A reproducible workflow for retrieving voxel-level reference clumping indices and optical metrics from high-resolution 3D tree meshes, and for validating HELIOS++ simulated TLS density estimates against those references.

Note for peer review: this repository is anonymised. The full manuscript title, author list, and citation will be added on acceptance.

Overview

This project provides two complementary workflows:

  1. Generate Reference Voxel Maps (process_reference_single_obj.py) — Create ground-truth optical metrics from 3D mesh models
  2. Analyze HELIOS Simulations (helios_analysis.ipynb) — Process simulated ray-tracing data and compare with reference maps

Part 1: Generate Reference Voxel Maps

The reference generation script processes a 3D plant model (OBJ file with leaf and wood geometry) to compute voxel-based optical metrics for validation.

Prerequisites

  • 3D model file (model.obj) with leaf and wood geometry separated by groups or objects
  • Python environment with dependencies: trimesh, open3d, pyvista, numpy, pandas

Input Format: OBJ File Structure

Your OBJ file should have groups or objects labeled to distinguish leaf and wood:

# Example structure
g leaf_group
v 0.1 0.2 0.3
v 0.4 0.5 0.6
...
f 1 2 3
f 2 3 4

g wood_group
v 1.1 1.2 1.3
...
f 5 6 7

The script searches group/object names (case-insensitive) for keywords.
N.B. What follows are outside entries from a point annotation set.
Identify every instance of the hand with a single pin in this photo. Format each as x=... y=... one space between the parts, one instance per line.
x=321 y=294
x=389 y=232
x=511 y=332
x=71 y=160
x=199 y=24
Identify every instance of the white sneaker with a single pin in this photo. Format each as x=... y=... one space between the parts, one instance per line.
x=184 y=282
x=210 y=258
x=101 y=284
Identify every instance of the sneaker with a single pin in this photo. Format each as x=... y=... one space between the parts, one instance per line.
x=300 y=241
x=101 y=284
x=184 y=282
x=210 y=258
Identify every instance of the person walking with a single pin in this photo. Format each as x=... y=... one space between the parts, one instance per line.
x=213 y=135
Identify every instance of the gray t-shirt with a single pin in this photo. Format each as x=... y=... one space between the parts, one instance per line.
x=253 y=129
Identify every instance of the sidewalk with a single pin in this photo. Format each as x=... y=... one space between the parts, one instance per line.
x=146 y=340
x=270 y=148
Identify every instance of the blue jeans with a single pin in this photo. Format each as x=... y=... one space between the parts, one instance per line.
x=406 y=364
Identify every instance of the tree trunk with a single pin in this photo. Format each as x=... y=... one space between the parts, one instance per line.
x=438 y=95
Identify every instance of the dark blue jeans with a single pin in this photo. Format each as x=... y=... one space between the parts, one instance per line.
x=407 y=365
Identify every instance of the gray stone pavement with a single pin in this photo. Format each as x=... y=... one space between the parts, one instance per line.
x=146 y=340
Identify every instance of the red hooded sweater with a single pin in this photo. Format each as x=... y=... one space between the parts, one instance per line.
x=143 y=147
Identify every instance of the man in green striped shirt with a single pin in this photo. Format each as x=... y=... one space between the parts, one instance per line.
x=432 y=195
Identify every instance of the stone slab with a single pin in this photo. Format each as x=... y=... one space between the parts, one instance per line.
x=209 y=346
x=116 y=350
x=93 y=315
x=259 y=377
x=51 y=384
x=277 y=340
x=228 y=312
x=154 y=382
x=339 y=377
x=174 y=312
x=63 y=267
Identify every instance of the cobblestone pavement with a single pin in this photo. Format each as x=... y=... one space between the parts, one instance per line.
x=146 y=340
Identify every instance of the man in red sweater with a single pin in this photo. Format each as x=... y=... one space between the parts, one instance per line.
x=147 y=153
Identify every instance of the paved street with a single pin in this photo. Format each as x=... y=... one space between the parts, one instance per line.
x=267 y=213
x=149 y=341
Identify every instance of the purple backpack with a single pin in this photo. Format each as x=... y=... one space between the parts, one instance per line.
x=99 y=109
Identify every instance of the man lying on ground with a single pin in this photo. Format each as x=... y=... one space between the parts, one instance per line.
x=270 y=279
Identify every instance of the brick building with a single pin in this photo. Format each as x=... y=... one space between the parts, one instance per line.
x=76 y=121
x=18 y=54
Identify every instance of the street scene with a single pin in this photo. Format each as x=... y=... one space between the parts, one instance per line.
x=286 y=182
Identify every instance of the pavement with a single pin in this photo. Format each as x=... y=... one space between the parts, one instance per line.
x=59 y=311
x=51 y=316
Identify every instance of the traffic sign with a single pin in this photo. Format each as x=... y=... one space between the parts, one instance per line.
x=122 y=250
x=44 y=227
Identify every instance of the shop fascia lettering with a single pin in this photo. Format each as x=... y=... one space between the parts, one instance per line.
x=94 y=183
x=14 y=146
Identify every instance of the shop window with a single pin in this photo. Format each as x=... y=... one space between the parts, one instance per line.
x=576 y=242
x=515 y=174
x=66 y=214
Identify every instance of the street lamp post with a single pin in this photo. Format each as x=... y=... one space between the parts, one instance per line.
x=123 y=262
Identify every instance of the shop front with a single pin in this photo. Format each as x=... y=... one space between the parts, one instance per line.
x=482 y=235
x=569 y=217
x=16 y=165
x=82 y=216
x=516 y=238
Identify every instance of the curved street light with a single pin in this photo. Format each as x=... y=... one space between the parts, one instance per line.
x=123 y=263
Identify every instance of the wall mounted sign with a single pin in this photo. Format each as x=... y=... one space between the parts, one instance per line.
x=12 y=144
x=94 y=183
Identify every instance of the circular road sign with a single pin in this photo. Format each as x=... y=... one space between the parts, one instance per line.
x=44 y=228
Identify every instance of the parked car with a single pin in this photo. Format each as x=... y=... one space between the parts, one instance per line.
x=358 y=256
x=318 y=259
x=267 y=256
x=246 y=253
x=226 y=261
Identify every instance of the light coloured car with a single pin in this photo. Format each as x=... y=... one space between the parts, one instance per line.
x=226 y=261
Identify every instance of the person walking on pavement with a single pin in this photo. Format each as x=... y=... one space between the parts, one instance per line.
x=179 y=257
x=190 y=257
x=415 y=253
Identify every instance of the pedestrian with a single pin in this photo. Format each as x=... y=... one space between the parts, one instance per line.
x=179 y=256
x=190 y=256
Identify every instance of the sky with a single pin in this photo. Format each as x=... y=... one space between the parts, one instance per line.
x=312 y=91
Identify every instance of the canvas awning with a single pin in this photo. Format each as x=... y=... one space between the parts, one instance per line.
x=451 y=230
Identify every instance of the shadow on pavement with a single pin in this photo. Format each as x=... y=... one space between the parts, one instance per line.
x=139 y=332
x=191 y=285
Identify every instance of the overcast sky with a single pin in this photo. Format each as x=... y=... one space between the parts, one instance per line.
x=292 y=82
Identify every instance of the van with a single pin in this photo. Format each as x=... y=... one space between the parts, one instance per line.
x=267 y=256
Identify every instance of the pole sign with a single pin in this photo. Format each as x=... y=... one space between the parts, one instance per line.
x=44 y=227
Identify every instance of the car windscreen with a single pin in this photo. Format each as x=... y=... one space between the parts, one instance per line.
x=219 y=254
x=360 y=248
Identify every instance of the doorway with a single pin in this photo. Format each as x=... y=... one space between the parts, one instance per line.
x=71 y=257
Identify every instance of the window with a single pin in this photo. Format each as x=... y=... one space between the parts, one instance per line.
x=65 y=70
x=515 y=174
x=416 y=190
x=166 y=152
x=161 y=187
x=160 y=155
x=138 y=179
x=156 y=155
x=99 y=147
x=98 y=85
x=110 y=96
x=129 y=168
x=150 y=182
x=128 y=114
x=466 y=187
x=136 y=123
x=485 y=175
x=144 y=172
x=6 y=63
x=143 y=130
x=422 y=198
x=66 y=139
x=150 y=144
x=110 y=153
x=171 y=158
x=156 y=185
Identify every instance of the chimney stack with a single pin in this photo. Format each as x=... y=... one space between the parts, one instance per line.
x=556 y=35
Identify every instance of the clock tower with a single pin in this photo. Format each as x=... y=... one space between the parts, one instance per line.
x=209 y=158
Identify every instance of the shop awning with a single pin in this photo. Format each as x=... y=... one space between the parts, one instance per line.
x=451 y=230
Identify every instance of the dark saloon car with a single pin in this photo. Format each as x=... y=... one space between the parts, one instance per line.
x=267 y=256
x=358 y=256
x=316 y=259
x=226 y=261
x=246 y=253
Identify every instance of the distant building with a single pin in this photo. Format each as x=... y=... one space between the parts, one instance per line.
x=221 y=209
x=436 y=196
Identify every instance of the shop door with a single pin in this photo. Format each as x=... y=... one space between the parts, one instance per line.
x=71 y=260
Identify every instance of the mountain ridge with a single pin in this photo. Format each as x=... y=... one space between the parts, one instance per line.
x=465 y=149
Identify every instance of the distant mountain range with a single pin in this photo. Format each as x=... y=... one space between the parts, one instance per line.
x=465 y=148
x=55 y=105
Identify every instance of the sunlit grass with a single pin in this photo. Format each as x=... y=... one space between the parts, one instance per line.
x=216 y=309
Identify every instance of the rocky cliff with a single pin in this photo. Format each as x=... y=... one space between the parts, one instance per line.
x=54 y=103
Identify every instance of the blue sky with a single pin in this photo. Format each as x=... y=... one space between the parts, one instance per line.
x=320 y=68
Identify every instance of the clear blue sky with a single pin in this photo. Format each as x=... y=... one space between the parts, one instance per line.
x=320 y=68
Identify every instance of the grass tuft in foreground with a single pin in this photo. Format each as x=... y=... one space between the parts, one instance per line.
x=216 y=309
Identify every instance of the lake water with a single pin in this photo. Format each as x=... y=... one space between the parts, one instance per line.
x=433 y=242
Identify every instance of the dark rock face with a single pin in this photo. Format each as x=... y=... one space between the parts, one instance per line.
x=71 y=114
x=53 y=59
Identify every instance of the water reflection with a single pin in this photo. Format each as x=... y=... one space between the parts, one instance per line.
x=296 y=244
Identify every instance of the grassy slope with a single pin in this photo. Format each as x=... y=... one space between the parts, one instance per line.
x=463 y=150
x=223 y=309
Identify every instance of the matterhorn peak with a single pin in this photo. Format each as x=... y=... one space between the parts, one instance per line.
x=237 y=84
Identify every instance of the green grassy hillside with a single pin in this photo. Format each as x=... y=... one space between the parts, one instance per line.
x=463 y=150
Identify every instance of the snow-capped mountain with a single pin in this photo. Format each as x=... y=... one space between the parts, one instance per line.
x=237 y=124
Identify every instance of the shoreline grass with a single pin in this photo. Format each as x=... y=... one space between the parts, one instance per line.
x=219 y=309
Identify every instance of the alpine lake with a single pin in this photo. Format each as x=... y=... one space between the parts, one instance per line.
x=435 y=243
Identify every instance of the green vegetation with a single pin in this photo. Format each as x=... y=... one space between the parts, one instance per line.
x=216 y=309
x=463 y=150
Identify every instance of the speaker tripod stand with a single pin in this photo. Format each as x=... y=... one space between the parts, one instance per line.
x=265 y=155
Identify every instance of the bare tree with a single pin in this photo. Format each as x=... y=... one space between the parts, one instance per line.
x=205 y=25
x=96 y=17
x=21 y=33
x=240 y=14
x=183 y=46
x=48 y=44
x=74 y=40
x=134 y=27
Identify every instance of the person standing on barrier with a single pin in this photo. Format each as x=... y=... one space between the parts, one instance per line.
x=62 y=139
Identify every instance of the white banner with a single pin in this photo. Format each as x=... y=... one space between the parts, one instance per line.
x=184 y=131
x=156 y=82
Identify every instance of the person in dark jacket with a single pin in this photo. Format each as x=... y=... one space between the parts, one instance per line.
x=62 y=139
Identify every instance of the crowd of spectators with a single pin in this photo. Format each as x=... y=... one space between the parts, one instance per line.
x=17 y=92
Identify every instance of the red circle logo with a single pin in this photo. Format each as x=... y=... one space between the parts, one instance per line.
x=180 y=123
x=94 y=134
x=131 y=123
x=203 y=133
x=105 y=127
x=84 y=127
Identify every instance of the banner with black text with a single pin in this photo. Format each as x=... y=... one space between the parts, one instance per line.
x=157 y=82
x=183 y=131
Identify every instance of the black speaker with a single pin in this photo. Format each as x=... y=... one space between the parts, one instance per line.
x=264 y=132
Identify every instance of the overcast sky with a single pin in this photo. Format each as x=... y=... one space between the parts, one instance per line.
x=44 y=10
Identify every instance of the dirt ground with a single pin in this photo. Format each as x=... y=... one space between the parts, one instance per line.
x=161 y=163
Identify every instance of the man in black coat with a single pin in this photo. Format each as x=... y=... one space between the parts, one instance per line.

Leaf is matched by leaf, leaves, leafs; wood is matched by wood, trunk, branch, stem. Adjust the naming in your OBJ if needed.

Basic Usage

python process_reference_single_obj.py /path/to/model.obj

Output Files

All outputs are written to the same directory as the input .obj (not a subfolder). For a model at models/plant.obj with the default voxel sizes you get:

models/
├── plant_leaf.obj                              # Extracted leaf mesh
├── plant_wood.obj                              # Extracted wood mesh
├── plant_leaf_area.csv                         # Leaf area statistics
├── plant_inside_voxels_size0.01_thresh4.txt    # Wood interior points (volume calc)
├── plant_combined_results_0.2.csv              # Reference metrics at 0.2 m voxel size
├── plant_combined_results_0.5.csv              # Reference metrics at 0.5 m voxel size
├── plant_combined_results_1.0.csv              # ... one file per voxel size
├── plant_combined_results_2.0.csv
├── plant_performance_0.2.csv                   # Timing per voxel size
└── plant.log

Filename note: the results CSV is named {model}_{scene}_results_{voxel_size}.csv, where {scene} comes from --scene_formats (default combined; can also be leaf or wood). With --leaf_off, a _leaf_off suffix is appended. So the default file for a 0.2 m grid is plant_combined_results_0.2.csv.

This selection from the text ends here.